In [None]:
####################################################################################################

#    Copyright 2019 Srijan Verma and EMBL-European Bioinformatics Institute

#    Licensed under the Apache License, Version 2.0 (the "License");
#    you may not use this file except in compliance with the License.
#    You may obtain a copy of the License at

#        http://www.apache.org/licenses/LICENSE-2.0

#    Unless required by applicable law or agreed to in writing, software
#    distributed under the License is distributed on an "AS IS" BASIS,
#    WITHOUT WARRANTIES OR CONDITIONS OF ANY KIND, either express or implied.
#    See the License for the specific language governing permissions and
#    limitations under the License.

####################################################################################################

## Loading all gene IDs from the csv file

In [1]:
import csv 
import pandas as pd
import numpy as np
import json

In [2]:
path = '/all_gene_data/all_gene_ids.csv'

df = pd.read_csv(path)
gene_ids = df['All gene ID'].tolist()
cleaned_ids = []
cleaned_ids = gene_ids

## calculating time taken to open 1.05GB json file

## 'read_content' variable (given in below cell) contains the json response received

In [3]:
%%time
with open("/merged_all_gene_data(dict).json") as access_json:
    read_content = json.load(access_json)

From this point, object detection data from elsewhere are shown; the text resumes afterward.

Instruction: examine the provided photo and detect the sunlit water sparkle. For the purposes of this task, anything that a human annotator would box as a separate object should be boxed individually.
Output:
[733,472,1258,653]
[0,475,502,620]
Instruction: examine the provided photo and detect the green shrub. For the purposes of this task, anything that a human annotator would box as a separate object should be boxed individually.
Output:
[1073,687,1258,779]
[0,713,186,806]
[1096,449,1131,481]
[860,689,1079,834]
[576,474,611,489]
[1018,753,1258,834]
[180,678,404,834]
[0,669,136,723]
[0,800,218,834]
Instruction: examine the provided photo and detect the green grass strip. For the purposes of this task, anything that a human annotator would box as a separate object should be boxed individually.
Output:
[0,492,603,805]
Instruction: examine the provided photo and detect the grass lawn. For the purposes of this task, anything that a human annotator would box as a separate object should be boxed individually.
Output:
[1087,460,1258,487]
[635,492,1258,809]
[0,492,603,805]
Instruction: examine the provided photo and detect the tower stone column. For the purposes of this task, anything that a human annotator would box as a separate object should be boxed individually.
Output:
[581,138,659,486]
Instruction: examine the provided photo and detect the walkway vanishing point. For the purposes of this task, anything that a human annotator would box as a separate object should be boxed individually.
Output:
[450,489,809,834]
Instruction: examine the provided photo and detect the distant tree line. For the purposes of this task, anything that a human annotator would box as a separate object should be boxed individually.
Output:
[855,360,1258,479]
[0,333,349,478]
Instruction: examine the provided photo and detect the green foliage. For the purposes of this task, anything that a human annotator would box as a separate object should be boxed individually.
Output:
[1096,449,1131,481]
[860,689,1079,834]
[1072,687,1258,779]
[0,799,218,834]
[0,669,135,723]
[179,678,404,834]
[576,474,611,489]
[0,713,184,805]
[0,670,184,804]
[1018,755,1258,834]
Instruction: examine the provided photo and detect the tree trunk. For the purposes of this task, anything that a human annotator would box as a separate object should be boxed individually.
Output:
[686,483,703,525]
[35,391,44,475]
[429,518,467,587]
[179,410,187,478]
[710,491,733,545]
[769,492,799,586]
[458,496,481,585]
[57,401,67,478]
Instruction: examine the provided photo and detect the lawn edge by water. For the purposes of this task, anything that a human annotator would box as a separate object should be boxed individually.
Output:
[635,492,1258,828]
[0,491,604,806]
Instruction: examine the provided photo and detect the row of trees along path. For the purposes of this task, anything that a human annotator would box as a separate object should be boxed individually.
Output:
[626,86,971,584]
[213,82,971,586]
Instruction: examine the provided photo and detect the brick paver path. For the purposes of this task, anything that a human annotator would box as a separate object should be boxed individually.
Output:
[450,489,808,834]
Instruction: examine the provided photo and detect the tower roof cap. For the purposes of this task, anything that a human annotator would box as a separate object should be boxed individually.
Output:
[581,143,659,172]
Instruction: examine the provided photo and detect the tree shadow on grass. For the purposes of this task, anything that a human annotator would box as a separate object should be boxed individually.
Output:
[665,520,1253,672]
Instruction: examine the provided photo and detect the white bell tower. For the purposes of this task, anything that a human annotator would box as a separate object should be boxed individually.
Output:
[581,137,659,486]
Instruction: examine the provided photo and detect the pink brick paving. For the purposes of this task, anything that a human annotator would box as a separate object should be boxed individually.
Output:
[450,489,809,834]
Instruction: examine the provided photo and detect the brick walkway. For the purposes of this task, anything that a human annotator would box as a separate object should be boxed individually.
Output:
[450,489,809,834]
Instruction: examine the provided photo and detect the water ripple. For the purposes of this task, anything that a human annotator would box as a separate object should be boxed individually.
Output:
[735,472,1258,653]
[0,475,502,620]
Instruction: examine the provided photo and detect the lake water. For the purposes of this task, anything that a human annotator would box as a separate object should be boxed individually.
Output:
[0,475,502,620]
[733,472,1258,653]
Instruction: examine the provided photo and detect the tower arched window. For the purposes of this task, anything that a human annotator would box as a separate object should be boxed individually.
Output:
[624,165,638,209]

CPU times: user 14.2 s, sys: 5.61 s, total: 19.8 s
Wall time: 24.2 s


## Get all gene IDs having biotype as 'lincRNA'

In [4]:
lincrna_ids = []

In [5]:
def get_all_lincrna_ids():
    for i in range(len(cleaned_ids)):
        if read_content[cleaned_ids[i]]['biotype'] == 'lincRNA':
            lincrna_ids.append(cleaned_ids[i])
        else:
            continue


In [6]:
get_all_lincrna_ids()
len(lincrna_ids)

7690

## Loading all lincRNA IDs from csv file to a list

In [7]:
cleaned_ids = []
path = '/all_lincRNA_data/all_lincrna_ids.csv'

In [8]:
df = pd.read_csv(path)
cleaned_ids = df['All lincRNA ID'].tolist()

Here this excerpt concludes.